Michael Behr, Leiter des Ressorts Prävention, hielt vor Ort einen Vortrag über die Weiterentwicklung von verpflichtenden Bildungsthemen im Anti-Doping-Kontext. Unter dem Titel „From Ticking Boxes to Real Support: Rethinking Mandatory Topics“ stellte er den aktuellen Präventionsansatz der NADA vor, ordnete ihn im Kontext des neuen International Standard for Education (ISE 2027) ein und benannte bestehende Herausforderungen. Im Fokus stand dabei die Frage, wie es gelingen kann, von einer inhaltlichen Abdeckung verpflichtender Themen zu einer tatsächlichen Wirkung im Alltag von Athletinnen und Athleten zu kommen.

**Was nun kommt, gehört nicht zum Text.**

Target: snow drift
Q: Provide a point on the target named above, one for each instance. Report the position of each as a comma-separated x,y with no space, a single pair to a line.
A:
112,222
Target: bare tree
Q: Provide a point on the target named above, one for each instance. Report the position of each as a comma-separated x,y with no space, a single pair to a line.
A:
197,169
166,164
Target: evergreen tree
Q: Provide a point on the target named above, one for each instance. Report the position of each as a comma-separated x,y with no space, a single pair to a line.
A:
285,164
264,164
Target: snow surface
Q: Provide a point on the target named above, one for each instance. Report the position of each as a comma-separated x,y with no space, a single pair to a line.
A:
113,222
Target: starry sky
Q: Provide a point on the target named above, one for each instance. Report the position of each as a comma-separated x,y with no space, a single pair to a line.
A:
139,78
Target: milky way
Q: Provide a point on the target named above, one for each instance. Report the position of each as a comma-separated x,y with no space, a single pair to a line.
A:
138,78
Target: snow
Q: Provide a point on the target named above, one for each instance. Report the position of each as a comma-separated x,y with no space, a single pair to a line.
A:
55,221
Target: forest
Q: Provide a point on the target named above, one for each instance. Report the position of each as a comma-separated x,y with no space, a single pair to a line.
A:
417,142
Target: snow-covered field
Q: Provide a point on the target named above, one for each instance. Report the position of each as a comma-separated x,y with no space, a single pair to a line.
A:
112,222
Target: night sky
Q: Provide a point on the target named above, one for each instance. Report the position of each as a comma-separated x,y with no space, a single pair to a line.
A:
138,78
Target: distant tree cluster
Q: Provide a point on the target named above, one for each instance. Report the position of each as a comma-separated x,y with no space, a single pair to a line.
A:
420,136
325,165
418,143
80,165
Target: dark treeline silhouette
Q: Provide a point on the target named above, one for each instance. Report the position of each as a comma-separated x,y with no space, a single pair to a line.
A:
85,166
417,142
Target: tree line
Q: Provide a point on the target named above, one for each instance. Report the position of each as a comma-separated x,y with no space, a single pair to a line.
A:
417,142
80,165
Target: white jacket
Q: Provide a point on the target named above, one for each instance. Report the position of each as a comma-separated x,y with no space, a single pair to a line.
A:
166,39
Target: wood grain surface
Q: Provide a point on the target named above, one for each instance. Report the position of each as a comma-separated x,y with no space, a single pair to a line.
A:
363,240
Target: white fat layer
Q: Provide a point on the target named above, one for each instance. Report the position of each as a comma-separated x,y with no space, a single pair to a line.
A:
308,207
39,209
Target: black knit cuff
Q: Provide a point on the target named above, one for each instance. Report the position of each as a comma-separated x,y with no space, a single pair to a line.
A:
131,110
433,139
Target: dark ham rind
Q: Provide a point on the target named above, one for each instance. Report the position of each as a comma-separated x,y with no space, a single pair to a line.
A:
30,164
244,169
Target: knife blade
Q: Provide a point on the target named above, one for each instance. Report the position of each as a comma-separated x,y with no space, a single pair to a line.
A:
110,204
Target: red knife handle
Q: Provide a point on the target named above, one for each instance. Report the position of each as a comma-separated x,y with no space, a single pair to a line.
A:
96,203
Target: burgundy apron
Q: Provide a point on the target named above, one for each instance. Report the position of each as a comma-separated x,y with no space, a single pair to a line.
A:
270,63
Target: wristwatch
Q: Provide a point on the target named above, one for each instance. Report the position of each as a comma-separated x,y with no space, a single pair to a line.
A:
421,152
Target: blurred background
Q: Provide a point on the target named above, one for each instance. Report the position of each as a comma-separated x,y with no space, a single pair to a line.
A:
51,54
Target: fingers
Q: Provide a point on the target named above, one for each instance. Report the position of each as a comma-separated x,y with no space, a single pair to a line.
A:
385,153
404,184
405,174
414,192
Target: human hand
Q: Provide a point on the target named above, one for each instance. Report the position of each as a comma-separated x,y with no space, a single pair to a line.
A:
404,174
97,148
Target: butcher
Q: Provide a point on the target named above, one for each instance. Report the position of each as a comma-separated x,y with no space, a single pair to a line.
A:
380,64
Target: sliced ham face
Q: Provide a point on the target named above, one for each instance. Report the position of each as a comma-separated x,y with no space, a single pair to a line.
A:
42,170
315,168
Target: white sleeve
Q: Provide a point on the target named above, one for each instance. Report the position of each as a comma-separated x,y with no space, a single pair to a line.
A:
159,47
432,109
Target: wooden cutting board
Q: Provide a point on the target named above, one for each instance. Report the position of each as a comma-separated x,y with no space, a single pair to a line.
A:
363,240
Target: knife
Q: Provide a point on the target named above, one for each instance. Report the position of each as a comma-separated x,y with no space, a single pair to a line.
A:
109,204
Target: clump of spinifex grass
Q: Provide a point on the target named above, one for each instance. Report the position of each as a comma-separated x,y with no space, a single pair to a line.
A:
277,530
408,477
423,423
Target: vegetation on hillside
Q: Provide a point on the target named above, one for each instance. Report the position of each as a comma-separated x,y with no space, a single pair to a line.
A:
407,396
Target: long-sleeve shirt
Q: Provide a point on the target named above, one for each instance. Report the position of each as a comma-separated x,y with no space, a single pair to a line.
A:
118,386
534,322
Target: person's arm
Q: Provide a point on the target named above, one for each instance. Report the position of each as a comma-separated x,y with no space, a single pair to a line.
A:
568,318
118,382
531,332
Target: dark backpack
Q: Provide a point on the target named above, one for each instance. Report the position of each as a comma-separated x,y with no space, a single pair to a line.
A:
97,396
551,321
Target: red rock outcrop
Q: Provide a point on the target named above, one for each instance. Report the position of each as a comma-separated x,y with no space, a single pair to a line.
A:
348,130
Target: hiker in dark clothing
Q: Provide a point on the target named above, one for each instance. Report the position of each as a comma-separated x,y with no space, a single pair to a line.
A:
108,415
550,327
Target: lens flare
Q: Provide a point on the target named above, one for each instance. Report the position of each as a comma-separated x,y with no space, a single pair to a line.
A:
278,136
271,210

An dem zweitägigen Treffen nahmen in diesem Jahr Vertreterinnen und Vertreter aus den USA, Australien, dem Vereinigten Königreich, Japan, Dänemark, Portugal und Brasilien teil.
Die PEERS-Gruppe setzt sich aus Expertinnen und Experten der Dopingprävention verschiedener Länder zusammen. Die Gruppe trifft sich jedes Jahr, um sich persönlich über wichtige Präventionsthemen auszutauschen. Die NADA gehört zu den Gründungsmitgliedern der PEERS-Gruppe.